Post-crisis recovery saw the collapse of Devonian reef ecosystems and later re-establishment by new reef architects in the Mississippian and Pennsylvanian intervals, facilitating diversification of scleractinian analogues and heterostracan survivors. Phytoplankton and nekton turnovers altered food webs, enabling radiations among actinopterygian fishes, early ammonoids, and various eurypterid survivors that shaped Carboniferous ecosystems. Terrestrial plant evolution, including lignophyte expansion and soil horizon development, restructured terrestrial habitats and influenced subsequent coal formation, vegetation succession, and faunal colonization of freshwater and terrestrial niches.
Key proxies include negative and positive excursions in δ13C and δ18O records from carbonate and organic matter, widespread deposition of organic-rich black shales bearing molybdenum and uranium enrichments, mercury anomalies linked to volcanism, and biomarkers indicating anoxia and euxinia such as isorenieratane. Conodont oxygen isotopes, strontium isotope ratios, and trace-element partitioning in apatite and carbonate provide temperature and seawater chemistry constraints; palynological assemblages and charcoal records document terrestrial vegetation change and wildfire frequency, integrating paleoclimatic reconstructions from glaciogenic facies and sequence stratigraphy.

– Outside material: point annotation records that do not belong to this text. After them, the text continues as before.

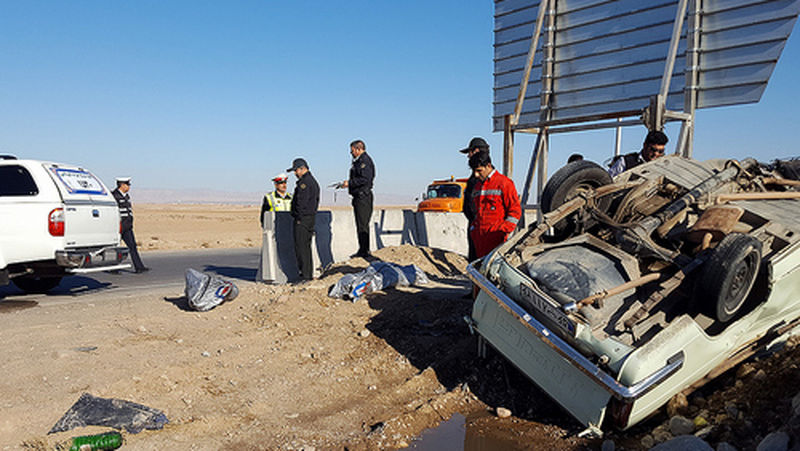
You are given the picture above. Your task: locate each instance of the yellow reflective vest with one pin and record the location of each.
(277, 203)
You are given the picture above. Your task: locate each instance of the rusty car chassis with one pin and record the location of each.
(628, 292)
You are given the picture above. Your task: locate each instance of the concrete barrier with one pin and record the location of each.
(335, 237)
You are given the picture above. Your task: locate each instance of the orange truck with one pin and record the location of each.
(444, 196)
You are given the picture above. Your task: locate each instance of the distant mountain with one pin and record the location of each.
(328, 197)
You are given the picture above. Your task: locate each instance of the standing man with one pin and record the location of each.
(475, 145)
(126, 221)
(359, 185)
(305, 204)
(277, 200)
(653, 147)
(497, 207)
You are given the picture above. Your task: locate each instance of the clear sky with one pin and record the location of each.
(223, 95)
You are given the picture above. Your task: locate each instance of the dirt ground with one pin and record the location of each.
(287, 367)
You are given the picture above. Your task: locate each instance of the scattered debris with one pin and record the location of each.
(205, 292)
(116, 413)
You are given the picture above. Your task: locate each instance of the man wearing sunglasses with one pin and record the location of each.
(278, 200)
(653, 147)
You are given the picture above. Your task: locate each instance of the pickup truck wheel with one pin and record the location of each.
(36, 284)
(567, 183)
(729, 275)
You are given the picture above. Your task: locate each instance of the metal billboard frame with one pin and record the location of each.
(654, 116)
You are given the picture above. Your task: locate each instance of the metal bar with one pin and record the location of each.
(508, 147)
(523, 86)
(574, 120)
(673, 50)
(579, 128)
(686, 137)
(575, 358)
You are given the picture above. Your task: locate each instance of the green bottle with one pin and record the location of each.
(99, 442)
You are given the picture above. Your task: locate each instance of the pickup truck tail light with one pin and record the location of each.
(55, 222)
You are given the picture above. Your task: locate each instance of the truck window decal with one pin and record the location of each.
(78, 181)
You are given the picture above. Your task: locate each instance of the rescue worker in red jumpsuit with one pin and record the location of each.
(496, 203)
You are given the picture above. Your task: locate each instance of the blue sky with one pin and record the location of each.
(223, 95)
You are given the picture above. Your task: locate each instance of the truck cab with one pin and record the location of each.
(444, 196)
(55, 219)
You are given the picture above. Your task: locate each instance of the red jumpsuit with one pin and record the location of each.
(497, 212)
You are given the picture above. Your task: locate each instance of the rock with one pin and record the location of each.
(745, 370)
(700, 422)
(661, 433)
(502, 412)
(796, 405)
(684, 443)
(774, 441)
(705, 432)
(679, 425)
(677, 405)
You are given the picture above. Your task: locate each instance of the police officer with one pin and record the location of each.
(305, 204)
(126, 219)
(359, 185)
(277, 200)
(475, 146)
(652, 148)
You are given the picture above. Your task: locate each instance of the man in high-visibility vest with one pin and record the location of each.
(278, 200)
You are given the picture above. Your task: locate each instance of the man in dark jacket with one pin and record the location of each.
(126, 221)
(359, 185)
(305, 204)
(653, 147)
(475, 145)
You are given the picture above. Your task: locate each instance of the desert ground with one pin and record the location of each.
(287, 367)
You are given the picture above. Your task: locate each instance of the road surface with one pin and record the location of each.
(166, 272)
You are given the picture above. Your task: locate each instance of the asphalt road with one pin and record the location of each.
(166, 271)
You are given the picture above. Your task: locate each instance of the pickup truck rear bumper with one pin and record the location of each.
(91, 260)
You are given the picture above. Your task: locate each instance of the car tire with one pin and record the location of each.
(566, 183)
(728, 276)
(36, 284)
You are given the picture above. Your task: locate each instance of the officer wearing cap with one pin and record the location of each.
(359, 185)
(305, 204)
(279, 199)
(126, 221)
(475, 146)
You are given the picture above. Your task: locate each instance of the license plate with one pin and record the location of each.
(547, 309)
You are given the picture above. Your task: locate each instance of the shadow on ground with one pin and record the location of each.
(233, 272)
(69, 286)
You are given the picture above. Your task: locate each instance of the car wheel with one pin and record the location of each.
(728, 275)
(36, 284)
(567, 183)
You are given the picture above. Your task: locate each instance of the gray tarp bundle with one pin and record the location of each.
(90, 410)
(205, 292)
(377, 276)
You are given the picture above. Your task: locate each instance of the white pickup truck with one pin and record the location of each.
(55, 220)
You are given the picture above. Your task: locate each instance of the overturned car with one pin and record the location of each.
(630, 291)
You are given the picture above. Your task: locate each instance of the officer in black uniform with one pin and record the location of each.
(126, 219)
(359, 185)
(475, 145)
(305, 204)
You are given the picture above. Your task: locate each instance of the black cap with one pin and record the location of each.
(476, 142)
(298, 163)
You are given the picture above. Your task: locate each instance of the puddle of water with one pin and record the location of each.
(457, 434)
(10, 306)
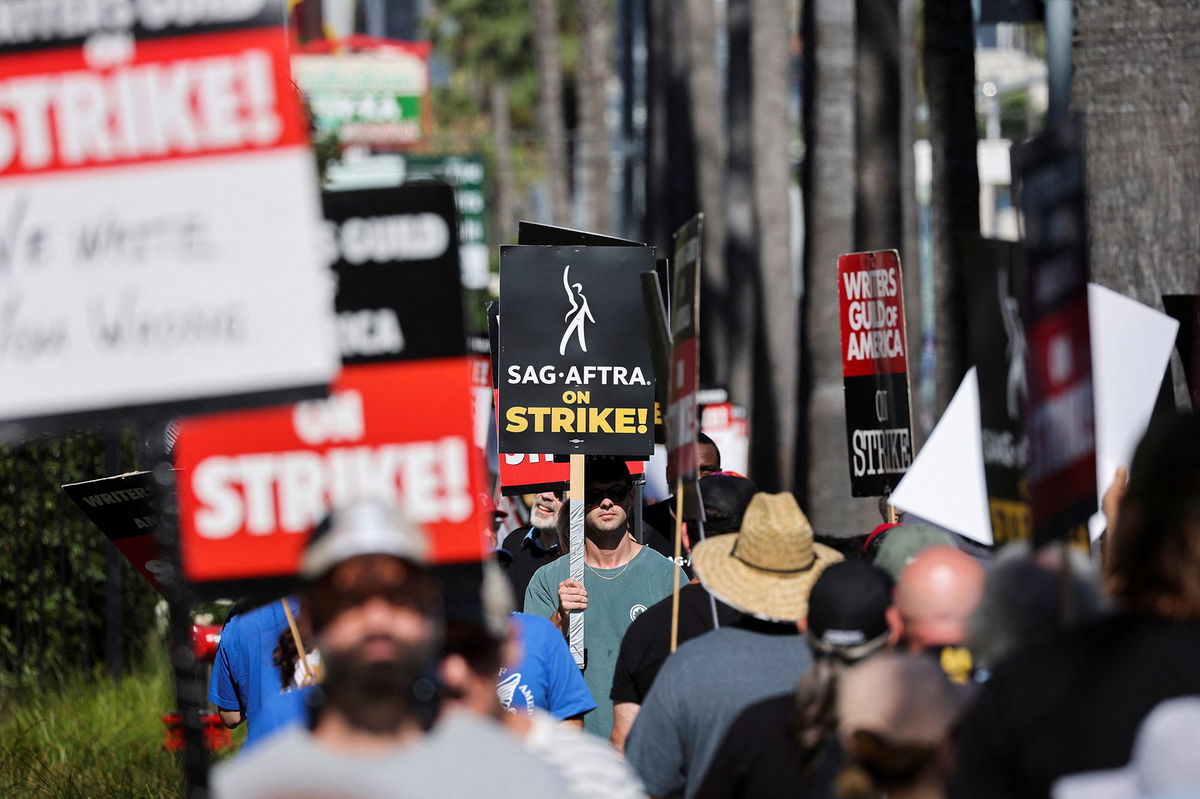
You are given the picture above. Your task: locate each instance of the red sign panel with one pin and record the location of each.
(875, 371)
(252, 485)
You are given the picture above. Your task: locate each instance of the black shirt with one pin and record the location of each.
(1073, 704)
(528, 556)
(647, 641)
(757, 758)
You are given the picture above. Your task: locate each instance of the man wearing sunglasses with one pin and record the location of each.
(622, 580)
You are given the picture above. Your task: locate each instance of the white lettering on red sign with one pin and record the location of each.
(73, 119)
(291, 492)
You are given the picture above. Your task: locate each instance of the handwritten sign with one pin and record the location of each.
(159, 216)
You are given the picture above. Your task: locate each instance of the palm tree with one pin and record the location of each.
(1135, 88)
(595, 43)
(550, 104)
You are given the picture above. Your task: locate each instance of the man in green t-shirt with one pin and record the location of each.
(623, 578)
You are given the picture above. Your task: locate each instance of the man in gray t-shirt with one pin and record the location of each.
(623, 578)
(377, 613)
(765, 570)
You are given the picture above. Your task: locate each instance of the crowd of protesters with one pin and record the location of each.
(798, 662)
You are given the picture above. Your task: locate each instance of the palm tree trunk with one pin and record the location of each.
(550, 106)
(595, 20)
(829, 232)
(1137, 89)
(502, 142)
(773, 425)
(954, 193)
(705, 92)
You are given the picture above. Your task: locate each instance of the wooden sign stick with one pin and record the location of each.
(297, 641)
(575, 497)
(675, 592)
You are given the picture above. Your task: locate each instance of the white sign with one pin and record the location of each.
(166, 246)
(1131, 348)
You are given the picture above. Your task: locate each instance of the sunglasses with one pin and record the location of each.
(616, 492)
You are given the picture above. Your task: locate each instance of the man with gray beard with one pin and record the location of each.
(533, 546)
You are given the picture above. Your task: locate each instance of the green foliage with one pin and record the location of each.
(53, 587)
(94, 738)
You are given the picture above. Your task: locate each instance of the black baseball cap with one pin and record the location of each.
(847, 610)
(726, 498)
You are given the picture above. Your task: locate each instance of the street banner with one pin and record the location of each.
(1061, 410)
(466, 175)
(124, 509)
(395, 252)
(377, 98)
(996, 348)
(683, 379)
(255, 484)
(875, 370)
(160, 216)
(575, 372)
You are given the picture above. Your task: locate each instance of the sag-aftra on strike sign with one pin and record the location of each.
(875, 370)
(575, 374)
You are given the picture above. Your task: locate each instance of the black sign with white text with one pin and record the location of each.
(575, 370)
(395, 252)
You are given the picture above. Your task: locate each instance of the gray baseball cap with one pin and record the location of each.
(365, 527)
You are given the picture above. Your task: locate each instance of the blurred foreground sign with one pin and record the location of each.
(159, 216)
(875, 370)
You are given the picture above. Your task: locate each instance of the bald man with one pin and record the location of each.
(936, 594)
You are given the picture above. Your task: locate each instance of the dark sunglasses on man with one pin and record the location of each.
(617, 492)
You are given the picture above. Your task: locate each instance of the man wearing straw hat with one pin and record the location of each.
(766, 571)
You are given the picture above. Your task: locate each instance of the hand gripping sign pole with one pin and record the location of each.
(576, 502)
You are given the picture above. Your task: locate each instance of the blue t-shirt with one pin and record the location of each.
(546, 676)
(245, 677)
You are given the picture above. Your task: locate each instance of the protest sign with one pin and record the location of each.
(575, 373)
(1131, 347)
(875, 370)
(255, 484)
(528, 474)
(160, 216)
(996, 347)
(1061, 412)
(395, 252)
(124, 509)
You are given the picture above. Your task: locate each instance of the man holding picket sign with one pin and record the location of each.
(582, 385)
(623, 580)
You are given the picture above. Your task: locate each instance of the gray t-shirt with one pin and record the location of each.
(699, 692)
(616, 596)
(463, 756)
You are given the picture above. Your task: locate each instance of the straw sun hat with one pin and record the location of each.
(768, 568)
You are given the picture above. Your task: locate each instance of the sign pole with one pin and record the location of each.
(189, 684)
(675, 590)
(575, 494)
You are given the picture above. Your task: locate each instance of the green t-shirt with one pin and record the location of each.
(612, 606)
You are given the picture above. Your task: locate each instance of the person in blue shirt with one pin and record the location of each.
(245, 683)
(545, 674)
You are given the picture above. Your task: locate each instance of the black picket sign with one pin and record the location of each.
(575, 370)
(396, 258)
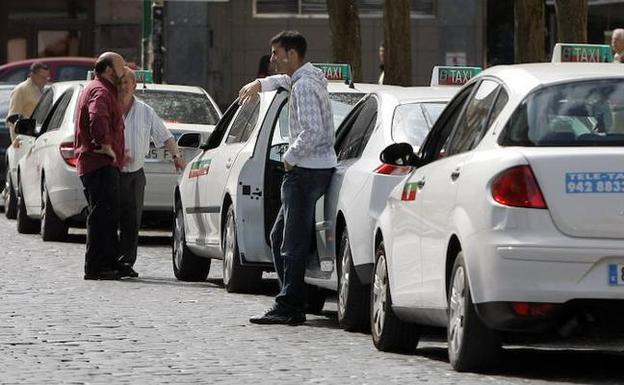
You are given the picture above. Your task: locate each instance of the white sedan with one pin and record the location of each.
(513, 218)
(49, 193)
(228, 196)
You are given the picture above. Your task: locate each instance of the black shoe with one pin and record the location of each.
(104, 275)
(275, 317)
(126, 269)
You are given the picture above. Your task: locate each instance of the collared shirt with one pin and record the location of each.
(23, 99)
(99, 122)
(311, 124)
(142, 125)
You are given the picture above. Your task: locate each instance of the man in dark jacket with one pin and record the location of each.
(99, 147)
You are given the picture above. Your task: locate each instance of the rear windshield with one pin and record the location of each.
(180, 107)
(587, 113)
(342, 103)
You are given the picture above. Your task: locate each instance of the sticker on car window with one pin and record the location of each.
(199, 168)
(594, 182)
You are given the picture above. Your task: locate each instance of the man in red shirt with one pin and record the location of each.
(99, 147)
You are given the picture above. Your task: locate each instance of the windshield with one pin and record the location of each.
(411, 122)
(342, 103)
(180, 107)
(587, 113)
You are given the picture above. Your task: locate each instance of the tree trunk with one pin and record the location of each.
(571, 21)
(344, 23)
(397, 43)
(529, 31)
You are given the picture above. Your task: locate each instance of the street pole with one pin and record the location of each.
(147, 33)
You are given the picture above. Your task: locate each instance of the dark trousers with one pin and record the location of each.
(102, 192)
(293, 230)
(132, 187)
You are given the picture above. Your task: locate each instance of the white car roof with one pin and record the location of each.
(522, 78)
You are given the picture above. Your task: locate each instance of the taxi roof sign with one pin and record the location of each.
(452, 75)
(581, 53)
(335, 71)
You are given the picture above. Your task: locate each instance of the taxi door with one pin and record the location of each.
(259, 181)
(217, 164)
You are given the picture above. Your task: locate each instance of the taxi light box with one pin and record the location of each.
(335, 71)
(582, 53)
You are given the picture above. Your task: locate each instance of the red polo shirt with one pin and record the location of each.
(99, 121)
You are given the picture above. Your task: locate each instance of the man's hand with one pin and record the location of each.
(249, 91)
(180, 163)
(106, 149)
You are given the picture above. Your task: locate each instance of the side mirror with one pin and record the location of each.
(25, 127)
(399, 154)
(189, 140)
(14, 118)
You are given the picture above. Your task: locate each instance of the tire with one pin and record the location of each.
(186, 265)
(10, 202)
(390, 334)
(353, 300)
(53, 228)
(471, 345)
(236, 278)
(25, 225)
(315, 299)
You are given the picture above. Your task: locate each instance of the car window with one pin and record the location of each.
(411, 125)
(437, 142)
(72, 72)
(54, 123)
(16, 76)
(5, 97)
(247, 117)
(43, 106)
(354, 141)
(179, 107)
(471, 126)
(578, 113)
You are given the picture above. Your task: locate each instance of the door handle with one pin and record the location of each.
(455, 174)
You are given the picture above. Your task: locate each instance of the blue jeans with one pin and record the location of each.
(293, 231)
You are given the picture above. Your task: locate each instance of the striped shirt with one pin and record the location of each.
(142, 126)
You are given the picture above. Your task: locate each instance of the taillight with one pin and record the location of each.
(518, 187)
(67, 153)
(389, 169)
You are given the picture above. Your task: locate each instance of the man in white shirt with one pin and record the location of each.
(142, 126)
(309, 164)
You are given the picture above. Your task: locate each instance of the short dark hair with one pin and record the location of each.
(102, 64)
(291, 40)
(38, 65)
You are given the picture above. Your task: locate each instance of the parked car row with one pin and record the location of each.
(491, 210)
(43, 191)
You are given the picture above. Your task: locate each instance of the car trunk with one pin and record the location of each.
(583, 188)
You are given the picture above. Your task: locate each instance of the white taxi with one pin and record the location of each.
(360, 185)
(513, 218)
(228, 196)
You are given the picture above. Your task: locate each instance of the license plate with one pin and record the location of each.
(158, 155)
(616, 274)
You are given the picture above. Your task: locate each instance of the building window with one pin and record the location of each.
(318, 8)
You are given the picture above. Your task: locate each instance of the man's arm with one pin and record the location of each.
(270, 83)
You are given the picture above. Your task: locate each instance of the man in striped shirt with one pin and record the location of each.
(142, 127)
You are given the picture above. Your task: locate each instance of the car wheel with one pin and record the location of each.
(471, 345)
(236, 278)
(25, 225)
(186, 265)
(390, 334)
(353, 297)
(53, 228)
(10, 202)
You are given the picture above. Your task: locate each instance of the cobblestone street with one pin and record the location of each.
(57, 328)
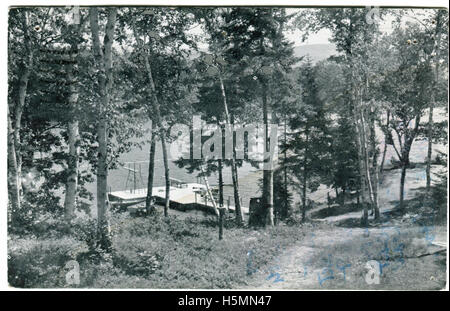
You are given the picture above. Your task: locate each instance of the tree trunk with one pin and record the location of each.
(149, 207)
(104, 62)
(220, 183)
(268, 169)
(70, 199)
(362, 178)
(166, 173)
(286, 205)
(430, 145)
(159, 125)
(374, 175)
(208, 190)
(23, 86)
(234, 173)
(433, 98)
(13, 177)
(305, 179)
(385, 147)
(402, 187)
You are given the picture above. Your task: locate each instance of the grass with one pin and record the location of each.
(151, 252)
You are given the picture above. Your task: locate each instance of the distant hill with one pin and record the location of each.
(316, 52)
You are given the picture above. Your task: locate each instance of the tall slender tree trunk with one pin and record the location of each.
(220, 168)
(149, 207)
(402, 186)
(366, 158)
(362, 178)
(388, 115)
(104, 62)
(268, 169)
(234, 172)
(208, 191)
(166, 173)
(159, 121)
(430, 145)
(70, 199)
(305, 180)
(436, 50)
(286, 204)
(23, 86)
(13, 177)
(375, 154)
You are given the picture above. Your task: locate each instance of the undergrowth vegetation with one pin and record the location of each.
(151, 252)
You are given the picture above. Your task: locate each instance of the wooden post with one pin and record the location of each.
(221, 214)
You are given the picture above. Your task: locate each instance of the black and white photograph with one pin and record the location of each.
(248, 147)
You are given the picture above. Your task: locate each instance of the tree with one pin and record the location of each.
(160, 35)
(103, 62)
(309, 142)
(352, 35)
(406, 90)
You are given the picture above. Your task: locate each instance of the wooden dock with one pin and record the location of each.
(183, 197)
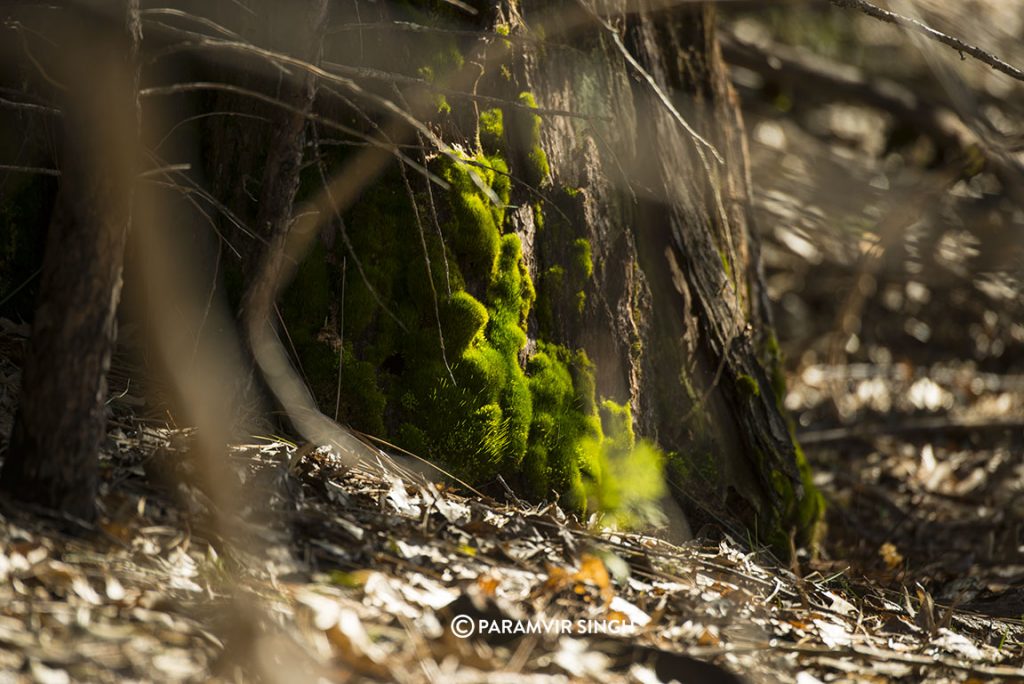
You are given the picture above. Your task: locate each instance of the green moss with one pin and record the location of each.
(582, 259)
(564, 417)
(463, 318)
(803, 512)
(748, 386)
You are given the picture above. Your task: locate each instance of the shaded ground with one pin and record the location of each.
(359, 575)
(899, 287)
(907, 384)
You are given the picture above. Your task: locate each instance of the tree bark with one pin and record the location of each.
(60, 423)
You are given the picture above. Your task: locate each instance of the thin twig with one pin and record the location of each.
(927, 31)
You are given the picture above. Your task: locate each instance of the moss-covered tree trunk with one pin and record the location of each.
(676, 317)
(573, 302)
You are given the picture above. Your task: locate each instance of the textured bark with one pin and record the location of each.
(677, 313)
(52, 458)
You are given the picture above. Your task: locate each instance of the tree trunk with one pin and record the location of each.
(60, 422)
(604, 289)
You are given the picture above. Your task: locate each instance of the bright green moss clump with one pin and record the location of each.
(445, 378)
(493, 131)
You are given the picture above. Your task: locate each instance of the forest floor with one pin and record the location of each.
(907, 391)
(360, 575)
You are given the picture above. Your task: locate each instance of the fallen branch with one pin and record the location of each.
(927, 31)
(820, 78)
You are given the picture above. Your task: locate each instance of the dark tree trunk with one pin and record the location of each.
(678, 324)
(60, 423)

Prominent regional records include the Kellwasser horizons in the Rhenish Massif, the Famennian black shales of Alberta and Poland, the Hangenberg Sandstone and associated extinction marker beds in Germany, and exceptional fossil Lagerstätten such as Miguasha and Red Hill that preserve vertebrate turnover. Gondwanan sections record glacial deposits and sequence-boundary shifts, Siberian and Laurentian basins show transgressive black-shale facies, while Mediterranean and Baltica successions provide high-resolution chemostratigraphic tie-points for global correlation.
Debate has evolved from single-cause models emphasizing volcanism or glaciation toward multifactorial scenarios invoking synergistic drivers and chronostratigraphically discrete pulses. Pioneering fieldwork by researchers at institutions like the Natural History Museum, London and universities in Cambridge, Warsaw, and Uppsala advanced conodont biostratigraphy and geochemical sampling, while recent developments in high-precision geochronology, mercury stratigraphy, and organic geochemistry continue to refine timing and causal inference. Ongoing controversies concern the relative roles of terrestrial plant evolution, nutrient cycling, regional versus global anoxia, and the contribution of extraterrestrial impacts, keeping the event an active focus across paleontology, geochemistry, stratigraphy and sedimentology.